Veilig incident melden onder druk?
Hoe gaat de tuchtrechter om met een SIRE-rapport?
In een chirurgische casus waarbij een buikwandreconstructie wordt uitgevoerd ontwikkelt de patiënt postoperatieve klachten en overlijdt enkele dagen lager op de Intensive Care.
Er vindt een zogeheten Systematische Incident Reconstructie en Evaluatie (SIRE-)onderzoek plaats.
De conclusie daarvan is dat er sprake is van een calamiteit in het postoperatieve beloop van de casus. De patiënt had meer risico opgelopen dan achteraf nodig was.

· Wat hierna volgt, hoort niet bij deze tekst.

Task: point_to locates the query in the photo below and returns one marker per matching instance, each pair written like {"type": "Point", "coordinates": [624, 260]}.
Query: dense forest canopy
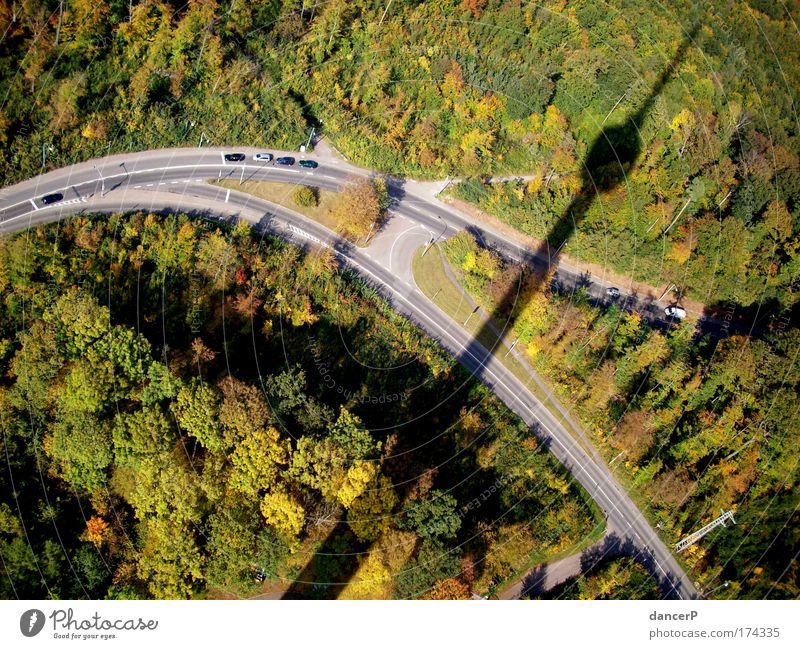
{"type": "Point", "coordinates": [470, 87]}
{"type": "Point", "coordinates": [184, 405]}
{"type": "Point", "coordinates": [130, 346]}
{"type": "Point", "coordinates": [698, 426]}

De echtgenoot van de patiënt dient een klacht in tegen de chirurg.
Het tuchtcollege beoordeelt de klacht mede aan de hand van het SIRE-rapport en legt de chirurg de maatregel van een berisping op.
In beroep komt het Centraal Tuchtcollege tot een volstrekt ander oordeel.
Op basis van het overgelegde volledige medische- en verpleegkundig dossier luidt de conclusie dat de chirurg adequaat en dus niet tuchtrechtelijk verwijtbaar heeft gehandeld.
Het beroep is gegrond en de aan de chirurg opgelegde maatregel van berisping komt te vervallen.
Ten aanzien van het gebruik van het SIRE-rapport overweegt het Centraal Tuchtcollege het volgende.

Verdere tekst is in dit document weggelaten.